Cholesterol Depletion Blocks TβRIII Internalization and Down-regulation—Given that there was no affect of blocking the clathrin-dependent pathway on receptor down-regulation (Fig. 6, A and B) and we did see association of TβRIII with markers of the clathrin-independent pathway (Fig. 4), we examined whether the clathrin-independent/lipid raft endocytic pathway was involved in receptor down-regulation, as has been previously established for TβRI and TβRII (8). Accordingly, 125I-labeled TGF-β1 binding and cross-linking was performed to examine TβRIII down-regulation in the presence of nystatin, a cholesterol-sequestering drug. Nystatin is a commonly employed tool used to block lipid raft-mediated endocytosis, and although it can have off-target effects at high concentrations, the concentrations we utilized have been shown previously to not affect clathrin-coated pits or clathrin-mediated endocytosis (45–47). In the absence of nystatin, 26% of 125I-labeled TGF-β1 cross-linked TβRIII was down-regulated after 5 h at 37 °C. However, in the presence of 25, 50, or 100 μg/ml nystatin, there was an inhibition of TβRIII down-regulation, with only 12, 0.3, and 3% down-regulation, respectively. Importantly, the addition of cholesterol to samples containing nystatin was able to rescue down-regulation, restoring levels to base line, reaching 24, 18, and 22% down-regulation with 25, 50, or 100 μg/ml nystatin + 0.25 mm cholesterol, respectively (Fig. 6C). Taken together, this data supports a role for lipid-raft mediated endocytosis in TβRIII trafficking and down-regulation.
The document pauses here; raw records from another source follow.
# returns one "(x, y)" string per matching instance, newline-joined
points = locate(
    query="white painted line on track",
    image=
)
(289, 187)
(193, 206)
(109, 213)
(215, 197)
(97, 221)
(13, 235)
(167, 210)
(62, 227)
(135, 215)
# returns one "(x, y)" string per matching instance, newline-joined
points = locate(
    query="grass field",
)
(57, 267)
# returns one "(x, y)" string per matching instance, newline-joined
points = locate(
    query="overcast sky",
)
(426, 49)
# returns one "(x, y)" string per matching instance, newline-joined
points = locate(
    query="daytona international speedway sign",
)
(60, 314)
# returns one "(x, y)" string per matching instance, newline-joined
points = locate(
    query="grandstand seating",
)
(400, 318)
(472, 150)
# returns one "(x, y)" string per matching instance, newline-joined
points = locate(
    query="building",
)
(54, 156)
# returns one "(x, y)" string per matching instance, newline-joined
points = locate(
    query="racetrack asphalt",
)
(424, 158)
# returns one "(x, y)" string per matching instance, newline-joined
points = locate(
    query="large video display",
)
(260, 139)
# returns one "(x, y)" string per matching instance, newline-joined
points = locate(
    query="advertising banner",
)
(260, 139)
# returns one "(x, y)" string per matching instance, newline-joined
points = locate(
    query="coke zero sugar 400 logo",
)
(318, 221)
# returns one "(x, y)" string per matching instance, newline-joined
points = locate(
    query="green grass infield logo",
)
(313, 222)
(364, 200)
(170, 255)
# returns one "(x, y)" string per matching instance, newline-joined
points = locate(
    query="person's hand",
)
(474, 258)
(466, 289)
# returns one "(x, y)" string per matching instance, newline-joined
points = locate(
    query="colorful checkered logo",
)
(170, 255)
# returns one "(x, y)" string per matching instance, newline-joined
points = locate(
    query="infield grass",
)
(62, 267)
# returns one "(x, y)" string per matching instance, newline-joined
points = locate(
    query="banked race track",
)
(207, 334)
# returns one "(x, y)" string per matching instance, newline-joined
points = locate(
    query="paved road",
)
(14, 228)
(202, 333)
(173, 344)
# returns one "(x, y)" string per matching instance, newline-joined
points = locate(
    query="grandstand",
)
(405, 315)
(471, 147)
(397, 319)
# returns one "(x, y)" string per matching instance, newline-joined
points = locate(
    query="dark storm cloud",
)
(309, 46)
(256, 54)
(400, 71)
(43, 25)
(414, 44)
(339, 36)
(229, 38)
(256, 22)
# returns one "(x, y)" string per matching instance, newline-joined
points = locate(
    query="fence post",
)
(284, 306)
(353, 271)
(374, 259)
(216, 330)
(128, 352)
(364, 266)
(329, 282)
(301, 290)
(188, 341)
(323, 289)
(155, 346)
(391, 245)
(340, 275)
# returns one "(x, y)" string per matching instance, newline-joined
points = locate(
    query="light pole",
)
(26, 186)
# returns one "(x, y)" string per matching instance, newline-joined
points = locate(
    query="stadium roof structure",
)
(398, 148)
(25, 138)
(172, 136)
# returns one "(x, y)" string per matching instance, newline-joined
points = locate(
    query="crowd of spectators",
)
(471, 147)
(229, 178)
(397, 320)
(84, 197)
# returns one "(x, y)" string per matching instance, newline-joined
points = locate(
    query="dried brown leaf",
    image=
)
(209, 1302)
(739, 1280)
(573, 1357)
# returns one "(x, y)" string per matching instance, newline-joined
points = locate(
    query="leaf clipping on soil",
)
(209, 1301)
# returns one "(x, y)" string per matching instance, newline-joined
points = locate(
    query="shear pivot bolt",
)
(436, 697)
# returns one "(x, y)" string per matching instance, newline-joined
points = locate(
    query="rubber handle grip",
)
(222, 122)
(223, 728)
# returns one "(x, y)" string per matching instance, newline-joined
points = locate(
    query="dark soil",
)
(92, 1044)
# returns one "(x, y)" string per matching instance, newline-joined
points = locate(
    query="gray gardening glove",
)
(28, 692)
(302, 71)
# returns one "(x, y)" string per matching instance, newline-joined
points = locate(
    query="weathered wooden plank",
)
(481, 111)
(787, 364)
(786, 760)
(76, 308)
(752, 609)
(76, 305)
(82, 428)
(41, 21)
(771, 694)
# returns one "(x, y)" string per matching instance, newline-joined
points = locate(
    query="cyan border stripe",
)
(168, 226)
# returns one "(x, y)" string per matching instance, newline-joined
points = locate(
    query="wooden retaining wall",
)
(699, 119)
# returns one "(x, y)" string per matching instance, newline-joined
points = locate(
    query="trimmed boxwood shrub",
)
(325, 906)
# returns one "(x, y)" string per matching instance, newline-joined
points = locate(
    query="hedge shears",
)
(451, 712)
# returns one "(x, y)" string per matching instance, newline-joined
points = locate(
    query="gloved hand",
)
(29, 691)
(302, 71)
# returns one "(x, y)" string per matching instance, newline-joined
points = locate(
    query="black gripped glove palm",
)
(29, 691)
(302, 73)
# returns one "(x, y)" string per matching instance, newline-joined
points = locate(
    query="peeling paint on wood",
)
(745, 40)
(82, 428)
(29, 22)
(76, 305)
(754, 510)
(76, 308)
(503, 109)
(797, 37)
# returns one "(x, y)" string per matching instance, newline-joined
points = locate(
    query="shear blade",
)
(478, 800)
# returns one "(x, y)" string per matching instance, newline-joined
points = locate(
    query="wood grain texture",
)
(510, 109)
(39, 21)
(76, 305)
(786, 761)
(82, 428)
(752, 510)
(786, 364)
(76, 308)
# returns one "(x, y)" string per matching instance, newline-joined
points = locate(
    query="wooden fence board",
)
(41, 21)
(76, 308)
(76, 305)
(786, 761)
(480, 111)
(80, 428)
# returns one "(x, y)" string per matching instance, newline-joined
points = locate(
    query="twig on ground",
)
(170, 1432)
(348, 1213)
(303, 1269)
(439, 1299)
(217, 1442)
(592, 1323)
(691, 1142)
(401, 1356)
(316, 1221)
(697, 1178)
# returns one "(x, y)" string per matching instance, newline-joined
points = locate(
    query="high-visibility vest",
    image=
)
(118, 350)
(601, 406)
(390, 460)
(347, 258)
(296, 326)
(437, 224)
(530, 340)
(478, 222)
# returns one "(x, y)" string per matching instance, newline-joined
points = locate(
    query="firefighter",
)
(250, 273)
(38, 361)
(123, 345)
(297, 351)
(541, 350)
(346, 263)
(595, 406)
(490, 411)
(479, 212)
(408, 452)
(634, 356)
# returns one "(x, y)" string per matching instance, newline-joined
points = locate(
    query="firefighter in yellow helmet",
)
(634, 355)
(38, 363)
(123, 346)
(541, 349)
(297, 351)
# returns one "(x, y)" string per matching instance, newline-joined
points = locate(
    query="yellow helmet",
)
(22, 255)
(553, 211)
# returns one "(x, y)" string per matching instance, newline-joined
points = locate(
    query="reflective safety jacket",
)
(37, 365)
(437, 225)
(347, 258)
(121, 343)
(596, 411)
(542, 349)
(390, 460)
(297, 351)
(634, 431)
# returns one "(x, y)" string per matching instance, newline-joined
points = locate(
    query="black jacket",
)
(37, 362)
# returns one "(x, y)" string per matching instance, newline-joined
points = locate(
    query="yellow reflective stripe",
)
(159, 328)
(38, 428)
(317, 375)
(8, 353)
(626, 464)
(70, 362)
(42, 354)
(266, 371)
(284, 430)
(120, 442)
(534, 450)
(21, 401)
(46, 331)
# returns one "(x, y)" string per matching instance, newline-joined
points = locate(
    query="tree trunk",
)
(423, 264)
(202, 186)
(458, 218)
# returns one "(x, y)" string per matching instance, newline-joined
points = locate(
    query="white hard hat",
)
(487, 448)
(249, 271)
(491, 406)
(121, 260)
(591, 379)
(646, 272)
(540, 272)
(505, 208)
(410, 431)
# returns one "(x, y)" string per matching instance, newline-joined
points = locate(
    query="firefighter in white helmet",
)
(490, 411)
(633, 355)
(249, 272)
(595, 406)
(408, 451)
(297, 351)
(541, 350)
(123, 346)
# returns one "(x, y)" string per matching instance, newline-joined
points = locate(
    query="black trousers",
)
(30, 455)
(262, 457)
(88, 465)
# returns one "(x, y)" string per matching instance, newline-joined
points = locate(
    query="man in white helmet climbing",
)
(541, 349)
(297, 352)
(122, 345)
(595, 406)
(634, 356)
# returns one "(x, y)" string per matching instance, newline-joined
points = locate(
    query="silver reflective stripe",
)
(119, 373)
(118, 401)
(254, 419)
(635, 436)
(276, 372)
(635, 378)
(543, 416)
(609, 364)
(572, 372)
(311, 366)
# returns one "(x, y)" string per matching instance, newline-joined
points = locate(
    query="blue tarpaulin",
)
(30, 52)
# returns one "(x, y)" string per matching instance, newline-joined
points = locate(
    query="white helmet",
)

Clathrin-independent TβRIII Endocytosis Is Important for Smad-dependent and -independent Signaling—A major function of endocytosis is regulation of downstream signaling, resulting in either receptor degradation and down-regulation of signaling or increasing signaling through unclear mechanisms. To explore what effect TβRIII endocytosis through both clathrin-dependent and -independent pathways had on downstream TGF-β signaling, we utilized the endogenous HepG2 system in which cells were either untreated (control) or treated with 50 μg/ml nystatin ± 0.25 mm cholesterol followed by TGF-β1 stimulation and assessment of Smad2 and p38 phosphorylation. Although high levels of basal Smad2 phosphorylation was observed in the untreated condition, likely due to autocrine TGF-β signaling, blocking clathrin-independent endocytosis with nystatin resulted in a decrease in both p-Smad2 and p-p38 (Fig. 7A). Importantly, these effects could be rescued by the addition of cholesterol (Fig. 7A, right panel).
FIGURE 7.
Clathrin-independent TβRIII endocytosis regulates TβRIII-mediated Smad-dependent and Smad-independent signaling. A, HepG2 cells were either untreated (UT) or treated with 50 μg/ml nystatin ± 0.25 mm cholesterol followed by a 10-min stimulation with the indicated concentrations of TGF-β1 and analyzed by Western blot for p-Smad2, p-p38, total Smad2, and total p-38. Blots are representative of three independent experiments. B, L6-Neo and L6-RIII cells were treated as described in A and blotted for p-Smad2, p-p38, total Smad2, and total p-38. Blots are representative of three independent experiments. C, L6-Neo, L6-RIII, and L6-RIIIΔcyto stable expressing cell lines were treated for 10 min with 0, 10, 50, or 100 pm TGF-β1 and analyzed by Western blot for p-p38 and total p38. Blots are representative of three independent experiments.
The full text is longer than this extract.